The State Rooms are the show piece of the Presidential Palace sited at the heart of Malta’s World Heritage Capital city of Valletta. The Palace itself was one of the first buildings in the new city of Valletta founded by Grandmaster Jean Parisot de La Vallette in 1566 a few months after the successful outcome of the Great Siege of Malta in 1565. The Palace was enlarged and developed by successive Grandmasters to serve as their official residence. Later, during the British period, it served as the Governor’s Palace and was the seat of Malta’s first constitutional parliament in 1921. The palace today is the seat of the Office of the President of the Republic and the House of Parliament.
It was Grandmaster Fra Pietro del Monte who, back in the late 16th century, first commissioned the building of a Magisterial Palace that was improved upon, enlarged and embellished by his successors to reach its present structure by the mid-eighteenth century. Following the brief interlude of the French in Malta between 1798 and 1800, the Palace became the official residence of the British Colonial Governor of Malta. While it was mostly through the embellishments of the various Grandmasters that the Palace reached its current appearance and dimensions, the British Governors also contributed to the dynamic and at times rather complicated architectural history of this edifice. The damage suffered by the President’s Palace as a result of the Second World War was to no mean extent. Fortunately, the competent repair after the devastating air-raids of February and April 1942 helped to revive the prime national and stately function of the Palace. The Palace subsequently became the seat of Malta’s first Consitutional Parliament set up in 1921, Malta’s first parliament following Independence in 1964 and subsequent legislatures till this very day.
Ever since the times of the Order of St John, the palace was the seat of a collection of works of art and heritage items some of which still grace its walls. Some were purposely produced and form part of the historic fabric of the building. Others were acquired, transferred or presented at different times throughout its chequered history.
The Ambassador's Hall
This hall is utilised by the President of Malta for important state functions such as the swearing-in of new cabinet ministers and government officials. It is also used during State Visits by foreign dignitaries and the presentation of credentials by newly appointed ambassadors to Malta. The hall is known to have been used as a business room during the British colonial administration. Of particular interest are the series of paintings representing 17th and 18th century monarchs and dignitaries.
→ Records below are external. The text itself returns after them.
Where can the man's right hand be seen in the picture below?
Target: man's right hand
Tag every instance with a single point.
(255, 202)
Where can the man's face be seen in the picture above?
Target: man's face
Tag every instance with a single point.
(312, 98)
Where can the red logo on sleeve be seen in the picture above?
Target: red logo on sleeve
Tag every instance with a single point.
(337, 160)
Of particular interest are the portraits of various Grandmasters of the Order of St John and furniture items that decorate The Palace corridors. The mid-nineteenth century marble flooring includes the coat of arms of distinguished Grandmasters of the Order who ruled Malta alongside national emblems and ensigns of State.
The Throne Room
The Throne Room, originally known as the Supreme Council Hall or Sala del Maggior Consiglio, was originally built during the reign of Grandmaster La Cassiere (1572-1581). It was used by successive Grandmasters to host ambassadors and high ranking dignitaries visiting the island. During the British administration it became known as the Hall of St Michael and St George after the newly-founded chivalric order for Malta and the Ionian Islands. It is currently used for state functions held by the President of Malta.
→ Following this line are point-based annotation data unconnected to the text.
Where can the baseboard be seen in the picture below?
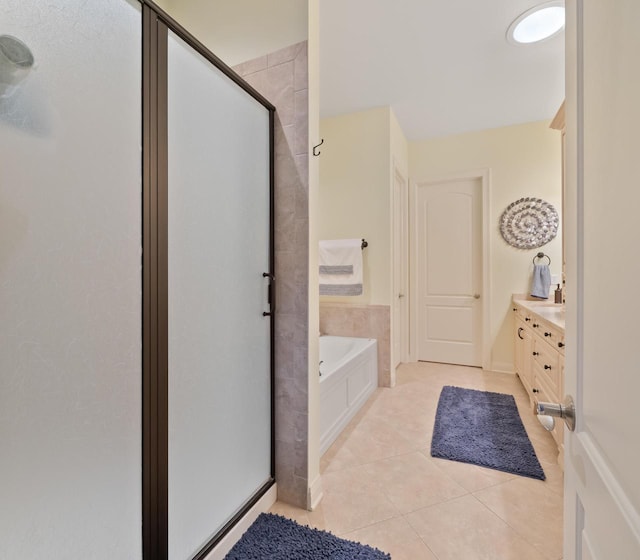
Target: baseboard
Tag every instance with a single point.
(315, 494)
(502, 367)
(233, 536)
The cycle of wall paintings decorating the upper part of the hall represent salient episodes of the 1565 Great Siege of Malta and are the work of the Rome-trained painter Matteo Perez d’Aleccio (1547-1616). The coat-of-arms of Grandmaster Jean de la Valette-Parisot (1557-1568) on the wall recess behind the minstrels gallery was painted by Giuseppe Cali, Malta’s most important artist at the turn of the 20th century. In 1818, the British transformed this hall by completely covering the walls with neo-classical architectural features designed by Lieutenant-Colonel George Whitmore. These were removed in the early 20th century. The minstrel’s gallery is thought to have been relocated to this hall from the palace chapel which was probably its original location. Of particular interest is the original coffered ceiling and the late 18th century - style chandeliers.